Not all data is created equally

Grrrr, Excel. It’s that time of year when the corporate planning cycle kicks in and proper work is kicked into touch as next years plans are written, spun, chopped, pulled apart and horse-traded over.

Apart from the obviously painful process perhaps what’s even more worrying is that many Excel models are so poorly constructed. Not because the numbers don’t add up, they do, (well most of the time). No, the real threat is the lack of transparency on the quality of assumptions that underpin the decisions being taken. Indeed we’ve seen many decision models that give no indication of whether a number is a historical provable fact, an estimate from a trusted source or just a heroic guess – that had to be used as there was nothing else to hand!

And given that in business most decisions are forward facing, which by definition means you can’t absolutely know what will happen, this is a bit of an issue. You could call it the curse of the Black Swan, made famous in Nassim Nicholas Taleb’s excellent critique of the financial services industry and treatise on unpredicted events.

Be it planning next year’s budget, launching a new product, defining a business strategy or even inventing a new exotic financial derivative what is required is transparency – a clear indication of what’s a fact and what’s a guess. And it’s this principle of risk management that decision makers should adopt i.e. it’s OK to take a risk as long as you understand what the risk is. It’s when that risk is opaque that things tend to go awry.
This is not to dismiss the value of guesswork, despite what the “garbage in, garbage out” protagonists say. Guesses are valuable. Consider, for instance, planning a business in a market that doesn’t properly exist yet then garbage is all you have – so you’ve just to deal with it.

And in a world of Twitter, blogs and Facebook running in parallel to traditional content providers this challenge is amplified especially as these diverse sources of information are aggregated, analysed and visualised in VAIMs. Consequently I think it’s important to consider what I call ‘hard’ and ‘soft’ data; hard data being factual, proven news, stock prices histories, known dates of new regulation etc whereas soft data is opinion, gossip, rumour, photos etc. Its this ‘soft’ imperfect information that joins the dots. How many of the salespeople only respond to historical known facts? No, instead they’re also mining the rumour, gossip and opinion to help them fully understand the situation and react faster, with better market intelligence.

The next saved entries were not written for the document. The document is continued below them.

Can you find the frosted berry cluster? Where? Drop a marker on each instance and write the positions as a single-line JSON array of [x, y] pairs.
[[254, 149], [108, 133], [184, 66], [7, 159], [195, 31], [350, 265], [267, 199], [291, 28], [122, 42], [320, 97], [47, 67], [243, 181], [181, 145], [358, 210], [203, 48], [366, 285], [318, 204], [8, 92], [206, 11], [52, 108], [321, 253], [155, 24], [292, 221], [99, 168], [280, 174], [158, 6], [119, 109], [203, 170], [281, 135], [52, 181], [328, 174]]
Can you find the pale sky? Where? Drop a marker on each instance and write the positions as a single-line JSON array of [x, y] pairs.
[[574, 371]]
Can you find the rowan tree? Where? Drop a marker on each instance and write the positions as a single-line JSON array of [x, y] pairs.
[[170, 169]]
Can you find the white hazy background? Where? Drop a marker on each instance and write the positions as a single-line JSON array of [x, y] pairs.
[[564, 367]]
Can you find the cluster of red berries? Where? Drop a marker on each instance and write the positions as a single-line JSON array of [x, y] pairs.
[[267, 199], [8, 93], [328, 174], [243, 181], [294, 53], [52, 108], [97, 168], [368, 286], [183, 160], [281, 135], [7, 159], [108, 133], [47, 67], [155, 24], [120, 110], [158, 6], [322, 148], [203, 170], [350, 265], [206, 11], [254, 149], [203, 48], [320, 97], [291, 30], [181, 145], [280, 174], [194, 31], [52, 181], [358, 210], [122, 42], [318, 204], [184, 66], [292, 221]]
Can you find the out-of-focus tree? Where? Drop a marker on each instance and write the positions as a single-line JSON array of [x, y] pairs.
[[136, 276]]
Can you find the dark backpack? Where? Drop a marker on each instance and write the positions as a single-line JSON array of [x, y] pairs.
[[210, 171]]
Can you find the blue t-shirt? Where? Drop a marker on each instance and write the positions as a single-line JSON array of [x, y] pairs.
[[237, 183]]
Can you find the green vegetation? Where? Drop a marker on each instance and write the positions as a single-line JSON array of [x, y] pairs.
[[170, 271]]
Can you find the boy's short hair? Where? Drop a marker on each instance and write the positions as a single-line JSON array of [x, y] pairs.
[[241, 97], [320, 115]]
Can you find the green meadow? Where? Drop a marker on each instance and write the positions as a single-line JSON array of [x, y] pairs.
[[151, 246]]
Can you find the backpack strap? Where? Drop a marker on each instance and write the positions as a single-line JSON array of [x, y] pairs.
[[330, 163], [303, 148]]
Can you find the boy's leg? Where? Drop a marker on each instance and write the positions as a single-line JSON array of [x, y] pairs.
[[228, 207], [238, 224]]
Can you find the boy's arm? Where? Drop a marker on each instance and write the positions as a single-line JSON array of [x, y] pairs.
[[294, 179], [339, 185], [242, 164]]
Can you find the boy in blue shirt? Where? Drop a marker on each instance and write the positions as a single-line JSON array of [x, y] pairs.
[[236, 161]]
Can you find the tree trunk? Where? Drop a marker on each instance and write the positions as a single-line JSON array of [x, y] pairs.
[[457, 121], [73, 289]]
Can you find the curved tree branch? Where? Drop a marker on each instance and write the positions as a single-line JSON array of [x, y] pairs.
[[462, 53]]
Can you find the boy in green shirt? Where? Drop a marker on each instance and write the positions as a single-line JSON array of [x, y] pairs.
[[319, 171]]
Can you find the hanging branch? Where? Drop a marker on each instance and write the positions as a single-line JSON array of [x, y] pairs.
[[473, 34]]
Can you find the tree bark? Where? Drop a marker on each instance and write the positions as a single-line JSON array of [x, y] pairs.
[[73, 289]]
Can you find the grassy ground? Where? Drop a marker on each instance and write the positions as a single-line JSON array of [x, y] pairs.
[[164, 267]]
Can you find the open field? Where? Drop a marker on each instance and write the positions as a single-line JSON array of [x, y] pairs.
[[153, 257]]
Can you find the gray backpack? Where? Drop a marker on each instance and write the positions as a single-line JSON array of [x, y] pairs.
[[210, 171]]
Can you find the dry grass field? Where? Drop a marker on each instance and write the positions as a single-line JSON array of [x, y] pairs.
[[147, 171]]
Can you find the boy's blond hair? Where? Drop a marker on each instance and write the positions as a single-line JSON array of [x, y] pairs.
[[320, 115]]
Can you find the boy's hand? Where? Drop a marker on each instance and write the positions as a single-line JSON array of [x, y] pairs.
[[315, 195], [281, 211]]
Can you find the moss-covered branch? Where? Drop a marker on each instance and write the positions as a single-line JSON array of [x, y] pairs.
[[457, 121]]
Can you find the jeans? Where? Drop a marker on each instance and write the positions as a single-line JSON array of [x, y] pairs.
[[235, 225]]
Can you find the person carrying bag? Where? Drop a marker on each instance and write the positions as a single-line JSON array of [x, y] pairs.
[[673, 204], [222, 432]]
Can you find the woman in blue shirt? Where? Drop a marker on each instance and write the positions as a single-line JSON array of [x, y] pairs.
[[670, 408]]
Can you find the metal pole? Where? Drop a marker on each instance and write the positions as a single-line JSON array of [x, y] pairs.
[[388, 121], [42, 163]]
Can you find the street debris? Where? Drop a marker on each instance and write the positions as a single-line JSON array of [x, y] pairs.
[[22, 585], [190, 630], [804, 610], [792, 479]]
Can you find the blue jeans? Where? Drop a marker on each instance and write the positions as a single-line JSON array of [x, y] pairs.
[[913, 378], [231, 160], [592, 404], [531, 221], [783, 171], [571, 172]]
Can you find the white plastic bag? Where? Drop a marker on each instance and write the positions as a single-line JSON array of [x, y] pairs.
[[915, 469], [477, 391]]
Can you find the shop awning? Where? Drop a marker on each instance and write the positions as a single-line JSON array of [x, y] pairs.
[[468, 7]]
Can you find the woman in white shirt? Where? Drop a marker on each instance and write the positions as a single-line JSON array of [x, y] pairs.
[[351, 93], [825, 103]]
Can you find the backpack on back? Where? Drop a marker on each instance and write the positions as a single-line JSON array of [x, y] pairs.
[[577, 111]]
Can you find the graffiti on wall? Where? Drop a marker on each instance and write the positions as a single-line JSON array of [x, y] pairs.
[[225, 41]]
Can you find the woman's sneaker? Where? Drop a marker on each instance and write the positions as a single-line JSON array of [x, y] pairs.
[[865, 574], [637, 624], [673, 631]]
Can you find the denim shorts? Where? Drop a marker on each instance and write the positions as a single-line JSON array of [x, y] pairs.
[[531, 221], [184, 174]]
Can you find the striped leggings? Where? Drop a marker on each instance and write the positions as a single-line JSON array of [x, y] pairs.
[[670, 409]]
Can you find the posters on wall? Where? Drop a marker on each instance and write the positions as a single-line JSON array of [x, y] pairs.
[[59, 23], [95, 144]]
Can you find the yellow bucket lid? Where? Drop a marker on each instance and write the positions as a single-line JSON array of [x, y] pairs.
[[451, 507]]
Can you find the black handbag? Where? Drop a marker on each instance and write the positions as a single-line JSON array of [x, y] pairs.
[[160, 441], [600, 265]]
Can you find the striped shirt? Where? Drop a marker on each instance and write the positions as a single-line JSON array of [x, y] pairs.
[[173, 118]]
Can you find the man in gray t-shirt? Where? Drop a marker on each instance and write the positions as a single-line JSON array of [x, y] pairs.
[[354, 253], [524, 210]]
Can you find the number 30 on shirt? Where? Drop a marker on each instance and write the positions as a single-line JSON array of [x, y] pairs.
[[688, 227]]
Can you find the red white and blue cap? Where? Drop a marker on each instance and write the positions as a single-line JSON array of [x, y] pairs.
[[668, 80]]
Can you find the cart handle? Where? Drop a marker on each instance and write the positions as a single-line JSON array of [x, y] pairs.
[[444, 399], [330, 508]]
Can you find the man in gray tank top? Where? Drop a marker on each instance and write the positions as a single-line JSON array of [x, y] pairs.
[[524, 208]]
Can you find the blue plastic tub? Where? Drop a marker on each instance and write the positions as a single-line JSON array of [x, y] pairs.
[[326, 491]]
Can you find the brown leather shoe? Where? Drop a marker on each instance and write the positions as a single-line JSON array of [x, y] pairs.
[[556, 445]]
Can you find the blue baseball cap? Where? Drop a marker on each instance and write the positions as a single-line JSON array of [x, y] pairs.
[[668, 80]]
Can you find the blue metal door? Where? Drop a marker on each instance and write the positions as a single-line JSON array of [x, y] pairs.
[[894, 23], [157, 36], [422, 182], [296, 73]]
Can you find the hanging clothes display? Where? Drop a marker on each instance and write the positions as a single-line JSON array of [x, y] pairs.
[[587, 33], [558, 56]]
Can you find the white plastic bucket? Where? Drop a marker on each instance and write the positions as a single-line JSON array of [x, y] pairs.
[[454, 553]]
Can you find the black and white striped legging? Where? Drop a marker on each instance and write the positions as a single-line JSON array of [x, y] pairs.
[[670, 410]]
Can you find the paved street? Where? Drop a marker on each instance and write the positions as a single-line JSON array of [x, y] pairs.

I’d suggest that humanistic predictions and decision-making quite naturally merge these two elements, whereas traditional Business Intelligence tools tend to cope well with hard data only. It’s something that the emerging field of Predictive Analytics must explore – knitting together the analytics bit with the softer human decision-making.

Interestingly the Met Office uses a data index to help structure it’s weather forecasting algorithms. This approach is extremely useful and one that we have used regularly to develop index of ‘quality indicators’ that can flag confidence, and when appropriate even treat the range of data from hard to soft differently. For instance you may want to range the variance on a prediction based upon gossip more than a published forecast – or not if you have an impeccable informal source, for example opinion sourced from Breaking Views or Lex could actually have very high quality.

And of course these quality indicators can evolve over time as sources improve or degrade.

This reminds me of an interesting book Certain to Win by Chet Richards that explores military strategy, and highlights how context is constantly changing therefore the key approach must be to Observe, Orientate, Decide and Act – what he calls a OODA loop – and that these OODA loops must be fast and often. Professor Don Sull at London Business School has called this ‘strategy agility’.

Someone, somewhere said “life’s a beta”. So as we’re sitting developing scenarios and plans for next year (and if we’re really brave the year after) I wonder whether in the same way GIS systems use xyz coordinates to pin together otherwise unrelated data, we can use timelines in the same way, with ‘plan’, ‘actual’ and ‘forecast’ being three quite distinct timelines that are always in place, make use of hard and soft data flagged with intuitive quality indicators and assume a healthy dose of garbage will actually make those Excel models more informed.